鹿島アントラーズが5日、カシマスタジアムでJ2東京ヴェルディと練習試合(45×4本)を行い、4本合計2-1で勝利した。

鹿島は宮崎キャンプでJ2徳島、岡山、町田に3連敗を喫していた。この日も主力組が出場した1、2本目は0-0。3本目に東京Vに先制を許したが、過去3試合のような大量失点はなく、4本目に新加入のFW知念慶、垣田裕暉が得点し、逆転で今季“初勝利”を挙げた。

キャンプ中の連敗は、メディアでも取り上げられ、無意識ながらネガティブな空気感が流れていた。それだけに、岩政大樹監督は「3、4本目の選手がよく乗り越えた。同点ではなく、逆転までいってくれた。これでチームのムードも変わってくる」と振り返った。

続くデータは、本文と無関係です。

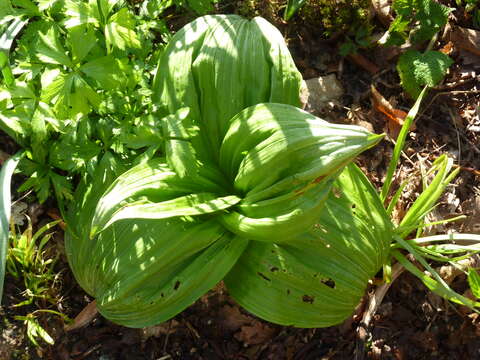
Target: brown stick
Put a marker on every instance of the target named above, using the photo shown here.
(373, 304)
(85, 317)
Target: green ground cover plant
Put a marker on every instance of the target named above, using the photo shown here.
(215, 155)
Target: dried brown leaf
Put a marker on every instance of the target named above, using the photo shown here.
(255, 334)
(232, 319)
(84, 318)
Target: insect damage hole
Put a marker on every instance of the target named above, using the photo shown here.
(177, 285)
(308, 299)
(263, 276)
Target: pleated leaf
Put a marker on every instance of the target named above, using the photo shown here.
(152, 190)
(318, 279)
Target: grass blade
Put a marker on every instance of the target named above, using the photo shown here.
(5, 202)
(400, 143)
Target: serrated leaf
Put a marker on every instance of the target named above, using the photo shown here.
(292, 7)
(432, 16)
(6, 172)
(81, 13)
(417, 70)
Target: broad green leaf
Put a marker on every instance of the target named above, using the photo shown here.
(474, 282)
(50, 49)
(284, 161)
(417, 70)
(104, 70)
(153, 190)
(171, 262)
(57, 86)
(399, 145)
(432, 17)
(429, 197)
(6, 173)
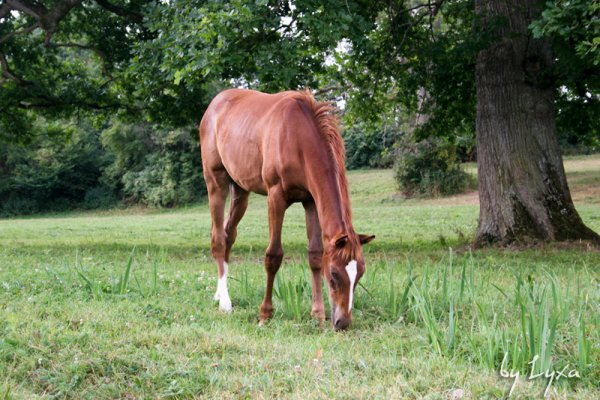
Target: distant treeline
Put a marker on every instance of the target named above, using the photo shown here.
(77, 165)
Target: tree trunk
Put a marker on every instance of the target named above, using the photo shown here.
(523, 191)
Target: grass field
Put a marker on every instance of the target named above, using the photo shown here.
(119, 305)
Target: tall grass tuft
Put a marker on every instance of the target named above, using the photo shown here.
(291, 293)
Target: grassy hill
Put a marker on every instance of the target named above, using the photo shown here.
(428, 321)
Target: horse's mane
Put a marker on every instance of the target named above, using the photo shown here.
(328, 125)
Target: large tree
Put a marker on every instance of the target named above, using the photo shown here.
(523, 190)
(62, 57)
(162, 61)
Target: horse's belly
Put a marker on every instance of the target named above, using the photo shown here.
(244, 165)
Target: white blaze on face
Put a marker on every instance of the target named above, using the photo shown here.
(351, 270)
(222, 293)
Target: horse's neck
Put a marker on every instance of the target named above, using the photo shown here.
(333, 205)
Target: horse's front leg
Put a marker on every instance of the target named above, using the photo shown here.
(315, 259)
(274, 254)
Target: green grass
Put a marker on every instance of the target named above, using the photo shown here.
(119, 305)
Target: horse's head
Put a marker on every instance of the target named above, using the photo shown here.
(343, 266)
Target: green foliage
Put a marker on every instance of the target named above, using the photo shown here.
(574, 29)
(153, 166)
(51, 173)
(430, 168)
(74, 63)
(369, 147)
(58, 338)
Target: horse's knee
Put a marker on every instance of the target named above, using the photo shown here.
(315, 259)
(273, 261)
(218, 244)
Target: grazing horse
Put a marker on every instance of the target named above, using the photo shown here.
(286, 146)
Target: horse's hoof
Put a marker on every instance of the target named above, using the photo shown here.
(225, 305)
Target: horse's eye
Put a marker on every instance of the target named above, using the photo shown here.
(335, 279)
(335, 276)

ただ、キャンプも含め、主力組が出た試合は、4試合でわずか1失点。最終ラインのDF常本、植田、関川、新加入の佐野が、終始、安定感あるプレーに徹し、ピンチらしいピンチはほとんどなかった。岩政監督も「ラスト10分は守備をおろそかにしていた」と反省を促したが「キャンプから、1本目のメンバーは4試合で1回失点しただけ。最後の10分以外は我慢強くやっている」と合格点を出した。

課題は攻撃面だ。徳島戦では2得点したものの、岡山、町田、東京V相手に主力組は無得点に終わっている。岩政監督も、攻撃に関し「クラブとして取り組まないといけないところ」と位置付ける。これまでは、シンプルな攻撃と強度でタイトルを手にしてきたが、今後はタイトルのために、現代サッカーの攻撃の引き出しを増やすことが求められる。岩政監督は「勝つためにはやらないといけないこと。僕は苦しくてもやり通したい」と覚悟を口にする。

攻撃をつくりあげるのは、一朝一夕ではいかない。だからこそ、まずは守備の大切さを強調する。「絶対に必要なのは守備で崩れないこと。攻撃がうまくいかないとバランスを崩して、それで失点して負け始めたら、これはもう、すべてがふいになる。そこは外さないようにしようと。そこを強調している」。

課題の攻撃面も、試合を重ねるごとに前進している。岩政監督は「スムーズにビルドアップ(攻撃の組み立て)をしていく所がいくつか見られた。これまでとは違った。そこからの迫力をどう出すかは課題としてあるが、それを今季、シーズン通してやっていかないといけない」。1歩ずつ、強い鹿島への道を歩み始めている。